Birthday Calendar Gaps

combinatoricsprobability

I work at a company that posts a birthday calendar. I noticed that there was a string of four consecutive days with no birthdays. What is the probability of that happening?

Problem Statement

Given $n$ people, what is the probability of a observing a birthday calendar with no gaps of length $g$ or greater.

In my case $n = 400$ and $g = 4$. I'm mostly interested in an analytical solution.

Partial Solution

We will count the number of birthday assignments that have gaps less than $g$.

To do this, we will count assignments which have exactly $d$ distinct birthdays ($d = 1, 2, 3, …, 365$) and sum over $d$.

For a given $d$, we will require a counting of two things:

  1. Number of ways to partition $n$ birthdays among $d$ days.
  2. Number of ways to select $d$ days from the year with no gaps of $g$ or greater.
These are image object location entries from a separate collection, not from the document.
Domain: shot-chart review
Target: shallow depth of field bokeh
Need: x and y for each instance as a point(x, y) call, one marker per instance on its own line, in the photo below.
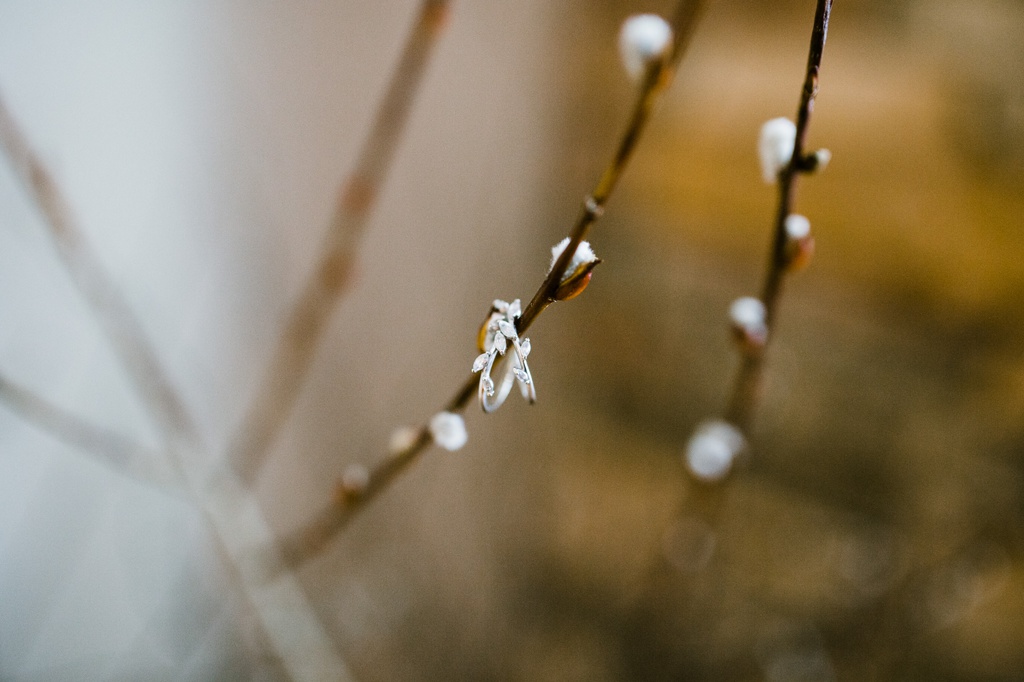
point(877, 529)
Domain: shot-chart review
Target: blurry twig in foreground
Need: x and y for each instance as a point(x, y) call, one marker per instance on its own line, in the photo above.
point(275, 396)
point(111, 449)
point(286, 620)
point(108, 304)
point(355, 492)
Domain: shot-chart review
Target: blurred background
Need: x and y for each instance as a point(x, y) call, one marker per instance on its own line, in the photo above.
point(877, 530)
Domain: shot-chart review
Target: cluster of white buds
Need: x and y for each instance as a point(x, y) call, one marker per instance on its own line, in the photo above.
point(713, 449)
point(643, 41)
point(497, 336)
point(749, 318)
point(799, 243)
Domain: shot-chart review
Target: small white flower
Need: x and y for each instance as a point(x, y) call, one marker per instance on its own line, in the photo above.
point(713, 449)
point(402, 438)
point(584, 254)
point(749, 318)
point(449, 430)
point(643, 39)
point(748, 311)
point(500, 338)
point(797, 226)
point(775, 146)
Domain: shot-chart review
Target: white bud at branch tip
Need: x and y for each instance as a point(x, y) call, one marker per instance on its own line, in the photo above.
point(643, 40)
point(775, 146)
point(449, 430)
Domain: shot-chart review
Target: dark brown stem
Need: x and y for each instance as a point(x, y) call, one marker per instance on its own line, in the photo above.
point(275, 397)
point(310, 539)
point(750, 377)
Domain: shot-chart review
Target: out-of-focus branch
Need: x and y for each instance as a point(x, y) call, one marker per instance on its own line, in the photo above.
point(110, 307)
point(113, 450)
point(275, 396)
point(307, 541)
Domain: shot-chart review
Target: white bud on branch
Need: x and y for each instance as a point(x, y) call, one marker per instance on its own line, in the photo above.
point(775, 146)
point(449, 430)
point(749, 318)
point(643, 40)
point(797, 226)
point(583, 256)
point(713, 449)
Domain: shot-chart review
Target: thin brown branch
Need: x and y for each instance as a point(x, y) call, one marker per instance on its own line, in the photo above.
point(307, 541)
point(275, 397)
point(109, 448)
point(282, 609)
point(111, 309)
point(750, 377)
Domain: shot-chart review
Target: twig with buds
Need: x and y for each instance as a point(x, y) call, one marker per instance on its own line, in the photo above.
point(646, 40)
point(782, 161)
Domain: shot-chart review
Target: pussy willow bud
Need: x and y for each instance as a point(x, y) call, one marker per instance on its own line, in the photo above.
point(748, 316)
point(775, 146)
point(713, 449)
point(578, 272)
point(643, 40)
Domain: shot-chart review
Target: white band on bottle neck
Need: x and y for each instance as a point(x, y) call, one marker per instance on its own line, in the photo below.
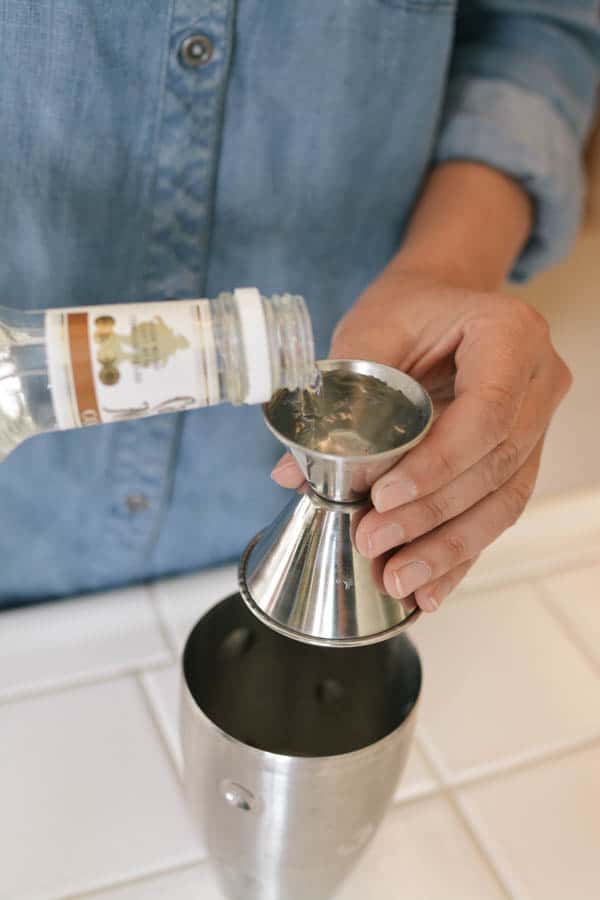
point(255, 339)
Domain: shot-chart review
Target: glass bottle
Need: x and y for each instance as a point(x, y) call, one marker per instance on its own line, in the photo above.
point(70, 368)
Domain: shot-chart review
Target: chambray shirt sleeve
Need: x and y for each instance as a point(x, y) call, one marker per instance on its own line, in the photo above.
point(521, 96)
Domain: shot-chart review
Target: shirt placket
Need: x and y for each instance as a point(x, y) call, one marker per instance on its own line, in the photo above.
point(189, 122)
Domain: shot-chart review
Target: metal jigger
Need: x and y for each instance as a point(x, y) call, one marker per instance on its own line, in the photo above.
point(302, 576)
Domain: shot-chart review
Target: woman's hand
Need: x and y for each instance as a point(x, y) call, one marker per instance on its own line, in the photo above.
point(488, 362)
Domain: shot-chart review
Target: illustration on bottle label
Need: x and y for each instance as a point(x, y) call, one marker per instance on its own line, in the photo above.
point(109, 363)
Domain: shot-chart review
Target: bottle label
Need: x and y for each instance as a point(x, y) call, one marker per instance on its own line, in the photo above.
point(109, 363)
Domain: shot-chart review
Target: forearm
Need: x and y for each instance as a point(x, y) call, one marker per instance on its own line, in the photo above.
point(469, 224)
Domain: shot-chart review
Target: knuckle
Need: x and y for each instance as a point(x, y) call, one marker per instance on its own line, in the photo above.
point(532, 320)
point(500, 407)
point(516, 499)
point(501, 464)
point(446, 464)
point(435, 511)
point(457, 549)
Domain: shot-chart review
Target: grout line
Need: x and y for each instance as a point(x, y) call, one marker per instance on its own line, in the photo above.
point(127, 881)
point(488, 849)
point(156, 717)
point(23, 693)
point(553, 608)
point(167, 633)
point(491, 771)
point(498, 871)
point(542, 567)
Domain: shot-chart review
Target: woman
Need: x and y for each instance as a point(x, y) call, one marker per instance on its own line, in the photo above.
point(411, 153)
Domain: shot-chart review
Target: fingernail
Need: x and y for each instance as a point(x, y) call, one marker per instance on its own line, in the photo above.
point(428, 603)
point(393, 493)
point(410, 577)
point(282, 466)
point(391, 534)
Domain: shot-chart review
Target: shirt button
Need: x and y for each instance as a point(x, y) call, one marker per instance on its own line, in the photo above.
point(136, 503)
point(196, 50)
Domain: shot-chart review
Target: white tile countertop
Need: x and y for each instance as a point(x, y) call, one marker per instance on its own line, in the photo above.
point(501, 797)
I found a solution to 1: $S(n,d) \times d!$ where $S(n,d)$ is a Stirling Number Of Second Kind. See solution here:

Consecutive birthdays probability

I need help on 2.

Best Answer

For each day, $d$, let $E_d$ be the event that there is a birthday on day $d$, but there are not any birthdays on days $d+1,d+2,\dots,d+g$. A gap of length $g$ occurs if and only if $E_d$ occurs for some $d$. That is, $$ P(\text{no gaps of length $g$})=P(E_1^c\cap E_2^c\cap \dots\cap E_{365}^c) $$ To compute this, we use the principle of inclusion exclusion: $$ P(\text{no gaps of length $g$})=\sum_S(-1)^{|S|}P(E_{d(1)}\cap E_{d(2)}\cap \dots \cap E_{d(k)}) $$ where $S=\{d(1),d(2),\dots,d(k)\}$ ranges over all $2^{365}$ subsets of days.

We must figure out the probabilities of the intersections $E_{d(1)}\cap E_{d(2)}\cap \cdots \cap E_{d(k)}$. If any of the intervals $[d(i),d(i)+g]$ and $[d(j),d(j)+g]$ overlap, then this probability of this intersection is zero; the $E_d$ were defined carefully so this would be true. Otherwise, we use the principle of inclusion exclusion on this smaller problem to compute $$ p_k:= P(E_{d(1)}\cap \cdots\cap E_{d(k)}) = \sum_{j=0}^k(-1)^j\binom{k}j\left(1-\frac{kg+j}{365}\right)^n $$ Finally, we must count for each $k$ the number of ways to choose $\{n(1),\dots,n(k)\}\subseteq \{1,2,\dots,365\}$ so the intervals $[n(i),n(i)+g]$ are pairwise non-overlapping. I claim this number is $$ n_k=\binom{365-gk}{k}+g\binom{365-gk-1}{k-1} $$ I leave it to you to verify this is correct. As a hint, the first summand counts choices where none of the gaps cross between two different years, and the second counts ones that do.

We finally get that $$ P(\text{no gaps of length $g$})=\sum_{k=0}^{\left\lfloor \frac{365}{g+1}\right\rfloor }(-1)^{k}n_kp_k $$